"""
Módulo de validación centralizado para el MCP.
Provee funciones de validación para:
- IDs de recursos (configurable via service.yaml)
- Strings con sanitización XSS
- URLs seguras
- Límites de longitud
Este módulo usa la configuración de service.yaml para determinar
los patrones de validación específicos del servicio.
"""
from __future__ import annotations
import html
import re
from typing import Any, Optional, Union
from urllib.parse import urlparse
from fastapi import HTTPException
from .config import get_config
# =============================================================================
# Constantes de Validación (defaults)
# =============================================================================
# Protocolos permitidos para URLs
ALLOWED_URL_SCHEMES = frozenset({"http", "https"})
# Patrones peligrosos para detección XSS básica
XSS_PATTERNS = [
re.compile(r"<script\b", re.IGNORECASE),
re.compile(r"javascript:", re.IGNORECASE),
re.compile(r"on\w+\s*=", re.IGNORECASE),
re.compile(r"<iframe\b", re.IGNORECASE),
re.compile(r"<object\b", re.IGNORECASE),
re.compile(r"<embed\b", re.IGNORECASE),
re.compile(r"<svg\b.*\bonload\b", re.IGNORECASE),
re.compile(r"data:\s*text/html", re.IGNORECASE),
]
# =============================================================================
# Excepciones Personalizadas
# =============================================================================
class ValidationError(HTTPException):
"""Excepción para errores de validación con contexto adicional."""
def __init__(
self,
param: str,
message: str,
expected: Optional[str] = None,
received: Optional[Any] = None,
):
detail = {
"error": "validation_error",
"param": param,
"message": message,
}
if expected:
detail["expected"] = expected
if received is not None:
str_received = str(received)
detail["received"] = str_received[:100] + "..." if len(str_received) > 100 else str_received
super().__init__(status_code=400, detail=detail)
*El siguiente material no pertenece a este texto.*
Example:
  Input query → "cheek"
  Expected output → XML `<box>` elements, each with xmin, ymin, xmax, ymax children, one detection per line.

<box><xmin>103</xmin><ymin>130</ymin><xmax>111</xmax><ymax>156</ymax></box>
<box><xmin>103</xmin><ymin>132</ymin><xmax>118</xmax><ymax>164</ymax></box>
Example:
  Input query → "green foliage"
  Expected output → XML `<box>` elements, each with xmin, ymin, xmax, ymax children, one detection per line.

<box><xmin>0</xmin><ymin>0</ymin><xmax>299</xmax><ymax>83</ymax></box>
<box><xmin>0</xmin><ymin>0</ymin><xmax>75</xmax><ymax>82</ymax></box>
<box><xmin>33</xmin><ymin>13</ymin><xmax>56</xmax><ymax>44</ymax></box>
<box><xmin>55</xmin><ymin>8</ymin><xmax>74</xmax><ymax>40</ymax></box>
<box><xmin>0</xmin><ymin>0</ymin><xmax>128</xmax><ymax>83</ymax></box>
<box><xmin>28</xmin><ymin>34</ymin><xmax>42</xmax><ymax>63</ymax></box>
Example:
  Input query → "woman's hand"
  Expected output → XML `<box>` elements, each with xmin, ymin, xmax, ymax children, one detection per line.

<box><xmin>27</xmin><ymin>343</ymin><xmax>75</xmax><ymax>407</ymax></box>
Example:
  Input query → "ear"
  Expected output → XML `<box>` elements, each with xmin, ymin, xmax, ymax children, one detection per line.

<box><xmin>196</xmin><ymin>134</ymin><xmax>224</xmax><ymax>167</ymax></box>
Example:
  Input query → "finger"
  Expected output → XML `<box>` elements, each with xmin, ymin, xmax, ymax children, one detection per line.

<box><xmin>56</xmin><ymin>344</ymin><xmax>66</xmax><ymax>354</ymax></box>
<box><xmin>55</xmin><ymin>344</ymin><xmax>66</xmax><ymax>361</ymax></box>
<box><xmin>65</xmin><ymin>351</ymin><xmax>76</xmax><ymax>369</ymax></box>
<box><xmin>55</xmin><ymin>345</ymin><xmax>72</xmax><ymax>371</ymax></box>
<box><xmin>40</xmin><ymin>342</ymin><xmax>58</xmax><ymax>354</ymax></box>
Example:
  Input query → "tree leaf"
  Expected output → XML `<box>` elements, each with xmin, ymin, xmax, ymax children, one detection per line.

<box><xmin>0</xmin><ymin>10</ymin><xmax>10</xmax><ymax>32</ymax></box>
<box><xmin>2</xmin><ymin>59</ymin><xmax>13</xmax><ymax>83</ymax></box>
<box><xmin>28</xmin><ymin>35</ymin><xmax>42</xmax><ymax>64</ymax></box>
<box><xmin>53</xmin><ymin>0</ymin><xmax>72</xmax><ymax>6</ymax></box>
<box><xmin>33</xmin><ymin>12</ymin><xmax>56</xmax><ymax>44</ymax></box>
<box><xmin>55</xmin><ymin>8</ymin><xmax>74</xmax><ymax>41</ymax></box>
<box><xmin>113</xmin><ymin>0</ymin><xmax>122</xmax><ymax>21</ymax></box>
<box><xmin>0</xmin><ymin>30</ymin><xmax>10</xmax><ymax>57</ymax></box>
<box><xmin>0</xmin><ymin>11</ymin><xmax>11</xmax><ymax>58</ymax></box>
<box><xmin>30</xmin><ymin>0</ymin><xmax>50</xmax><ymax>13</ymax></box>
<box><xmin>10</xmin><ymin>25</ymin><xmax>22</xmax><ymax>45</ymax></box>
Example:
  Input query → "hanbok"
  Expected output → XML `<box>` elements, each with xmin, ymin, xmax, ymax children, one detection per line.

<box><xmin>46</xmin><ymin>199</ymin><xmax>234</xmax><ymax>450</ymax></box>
# =============================================================================
# Validación de IDs
# =============================================================================
def _get_id_pattern() -> re.Pattern:
"""Obtiene el patrón de validación de IDs desde la configuración."""
config = get_config()
return re.compile(config.validation.id_pattern)
def validate_resource_id(value: Optional[str], param_name: str = "id") -> str:
"""
Valida que un string sea un ID válido según la configuración.
Args:
value: El valor a validar
param_name: Nombre del parámetro para mensajes de error
Returns:
El ID validado (stripped)
Raises:
ValidationError: Si el ID no es válido
"""
config = get_config()
if value is None:
raise ValidationError(
param=param_name,
message=f"{param_name} es requerido",
expected=config.validation.id_description,
received=None,
)
if not isinstance(value, str):
raise ValidationError(
param=param_name,
message=f"{param_name} debe ser un string",
expected=config.validation.id_description,
received=type(value).__name__,
)
cleaned = value.strip()
pattern = _get_id_pattern()
if not pattern.match(cleaned):
raise ValidationError(
param=param_name,
message=f"{param_name} debe ser un ID válido",
expected=config.validation.id_description,
received=value,
)
return cleaned
def validate_optional_id(
value: Optional[str],
param_name: str = "id",
) -> Optional[str]:
"""
Valida un ID opcional.
Args:
value: El valor a validar (puede ser None)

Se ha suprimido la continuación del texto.